経営難になった志木市立市民病院の再建策を検討する病院改革委員会(委員長・長(おさ)隆東日本税理士法人代表社員)は二十四日、最終報告書を取りまとめ、同市の長沼明市長に提出した。経営形態を変更して公設民営化し、指定管理者制度を導入するよう提言、大学付属病院とすることを第一目標にするよう求めた。

 二十一日に示した中間報告案にあった「日大医学部付属病院とするよう求める」とした文面は「大学サイドと慎重に交渉すべきだ」とする委員の指摘で削除したが、大学付属病院化要望を強くにじませた。困難な場合は、地方独立行政法人制度を導入するよう求めた。
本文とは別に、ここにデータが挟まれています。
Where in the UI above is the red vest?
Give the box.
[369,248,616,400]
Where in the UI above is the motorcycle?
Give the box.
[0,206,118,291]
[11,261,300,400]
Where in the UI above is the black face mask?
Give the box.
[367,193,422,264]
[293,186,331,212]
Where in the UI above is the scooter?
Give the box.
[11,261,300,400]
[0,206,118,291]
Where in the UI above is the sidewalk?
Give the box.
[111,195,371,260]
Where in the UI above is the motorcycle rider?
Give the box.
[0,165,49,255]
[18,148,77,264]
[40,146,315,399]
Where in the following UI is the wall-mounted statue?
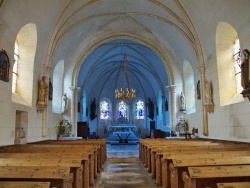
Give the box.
[0,50,10,82]
[49,79,53,101]
[147,98,154,120]
[90,98,97,121]
[180,92,186,112]
[241,49,250,89]
[61,93,68,114]
[196,80,201,100]
[37,76,48,112]
[240,49,250,100]
[204,80,214,113]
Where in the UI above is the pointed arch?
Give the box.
[12,23,37,106]
[183,61,196,114]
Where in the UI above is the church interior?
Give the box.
[0,0,250,188]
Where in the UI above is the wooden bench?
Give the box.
[217,182,250,188]
[30,139,107,168]
[169,155,250,188]
[182,165,250,188]
[0,145,97,185]
[0,148,94,188]
[140,139,249,186]
[0,181,50,188]
[30,140,107,173]
[0,158,84,188]
[0,166,73,188]
[161,150,250,188]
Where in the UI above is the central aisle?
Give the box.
[94,144,156,188]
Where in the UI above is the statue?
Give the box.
[61,93,68,114]
[90,98,97,121]
[37,76,47,105]
[37,76,48,112]
[241,49,250,90]
[147,98,154,120]
[180,92,186,111]
[205,80,213,104]
[49,79,53,101]
[204,80,214,113]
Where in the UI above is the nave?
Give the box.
[92,144,156,188]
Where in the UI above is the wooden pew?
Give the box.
[0,157,84,188]
[217,182,250,188]
[0,181,50,188]
[140,139,249,186]
[182,165,250,188]
[0,144,97,185]
[161,150,250,188]
[0,166,73,188]
[32,139,107,173]
[169,155,250,188]
[151,143,249,186]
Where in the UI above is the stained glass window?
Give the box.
[136,100,144,119]
[100,101,110,119]
[233,38,242,93]
[118,101,128,118]
[12,41,19,93]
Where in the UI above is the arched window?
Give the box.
[100,100,110,120]
[12,41,19,93]
[233,38,243,93]
[135,100,145,119]
[117,101,128,119]
[12,23,38,106]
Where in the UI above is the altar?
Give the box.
[106,124,139,144]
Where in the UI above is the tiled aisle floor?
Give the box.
[93,145,156,188]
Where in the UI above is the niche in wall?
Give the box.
[15,110,28,144]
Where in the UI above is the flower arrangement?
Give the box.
[58,120,72,136]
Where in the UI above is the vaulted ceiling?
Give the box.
[40,0,240,99]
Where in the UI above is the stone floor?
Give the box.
[92,144,156,188]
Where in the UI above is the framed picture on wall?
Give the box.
[0,50,10,82]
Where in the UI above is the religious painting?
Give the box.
[0,50,10,82]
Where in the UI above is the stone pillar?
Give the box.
[166,85,176,129]
[162,96,167,125]
[198,65,208,136]
[69,86,81,135]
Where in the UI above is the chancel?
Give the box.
[0,0,250,188]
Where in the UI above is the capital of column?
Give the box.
[197,65,205,74]
[69,86,81,94]
[166,85,176,92]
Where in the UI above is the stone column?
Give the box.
[69,86,81,136]
[162,96,167,125]
[198,65,208,136]
[166,85,176,131]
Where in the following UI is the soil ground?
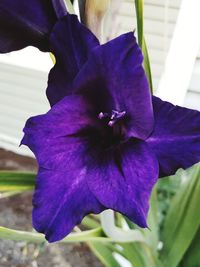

 市民病院で担ってきた小児科入院・救急は、地域の診療体制を守るため、小児科医派遣を実施可能な大学病院に要請すべきだとした。赤字運営を強いられることが多い小児科医療の費用負担を志木市だけでするのは難しいとして、県や周辺自治体で協議すべきだと明記した。

 経営形態変更の時期は明記しなかったが、長委員長は、市民病院が三年連続で実質赤字となる見通しで、総務省の公立病院の経営監督ルールに抵触するとして「少なくとも新年度中には経営形態を見直さなければならない」とした。

 長沼市長は「報告書の内容を尊重する。議会に報告し意見を聞きながら、病院改革に取り組む」と述べた。 (上田融)


 

経営形態「見直しも」 

志木市長「改革委の意見尊重」(2012年2月23日 読売新聞) 

  
志木市の長沼明市長は、22日開会した市議会3月定例会で、小児科入院受け入れ休止を表明していた同市立市民病院について「安定した病院経営を行っていくには、総務省の公立病院改革ガイドラインに示されているような、(市民病院の)経営形態そのものの見直しも必要と認識している」と述べた。 

 長沼市長が病院のあり方を諮問する、市民病院改革委員会の長(おさ)隆委員長(元総務省公立病院改革懇談会座長)は、21日の同委員会の第2回検討会で、答申案の原案として、市民病院に指定管理者制度を取り入れたうえで、市民病院を日本大学医学部の付属病院化することを第1候補とすべきなどと主張。 
これに対し、委員から慎重論が相次いだ。 

 こうした経緯を踏まえ、長沼市長は「改革委からの答申を受けた段階で、議会の意見を聞き、結論を出したい」とし、経営形態変更については、「指定管理者制度の導入か独立行政法人化しかなく、基本的に改革委の意見を尊重する」「指定管理者、独立行政法人のどちらでも、今の(市民病院の)診療科目を継続してもらいたい」との考えを示した。 

 長沼市長は24日にも改革委の答申を受ける予定。